The First Assembly of the Christian Church
Acts 1:12-14
Then returned they to Jerusalem from the mount called Olivet, which is from Jerusalem a sabbath day's journey.…

This assembly was marked by —

I. SEPARATION FROM THE WORLD. The work was unworldly, and therefore separation was necessary. This separation was —

1. Local. Worldly business was not likely to come to the "upper room," as there were no attractions for buyers and sellers. Every Church should have a place of meeting set apart for its own use.

2. Mental. No worldly-minded man .could have anything in common with their mental state. They were waiting for the bestowal of what no outsider had ever seen or heard. Does this mental distinction exist to-day?

3. Moral. They had given themselves up to be directed by Jesus. Such renunciation marks all true Christians. It cannot co-exist with the pride and self-sufficiency which mark unregenerate men.

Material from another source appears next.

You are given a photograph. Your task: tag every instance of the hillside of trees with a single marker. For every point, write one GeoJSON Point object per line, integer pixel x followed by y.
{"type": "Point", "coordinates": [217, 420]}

II. UNITY. The separation would not have answered its purpose without this. All present —

1. Recognised one Head. Attachment to a chief often unites men of varying gifts, tastes, and ambitions. So high and low, educated and illiterate, etc., are united in Christ. The light of the sun illumines planets of different magnitudes in various orbits, and .each reflects the light of the ruling orb. So Christ is the centre of the Christian system, binds each member of the system to Himself, and freely sheds His light on all. Discord in a Church is therefore unchristian.

2. Had oneness of spirit. They all stood in the same relation to Christ, agreed in the exercises to which they were now devoted, and had grace to love one another. This oneness has often appeared where personal elements have been of very diverse kinds. Such unity in diversity is one of the beautiful effects of Christianity.

3. Were of one purpose — viz., to know, experience, and do the Divine will. For this end they conferred, waited, and prayed. In the abolition of slavery men of opposite opinions, etc., were united by a common purpose. Such union will ever be shown where men aim at Christian ends.

III. CONFIDENT EXPECTATION. They persevered in the work to which they had given themselves. They had strong faith in Him whose words had brought and now kept them together. When that faith was tried by delay it bore the test. Continuance in prayer would increase the sense of power at the throne of grace; and this would intensify the longing for the promised blessing. This confident expectation ought to appear in all Christian assemblies, for there are Divine promises yet to be fulfilled.

(W. Hudson.)

Parallel Verses
KJV: Then returned they unto Jerusalem from the mount called Olivet, which is from Jerusalem a sabbath day's journey.

WEB: Then they returned to Jerusalem from the mountain called Olivet, which is near Jerusalem, a Sabbath day's journey away.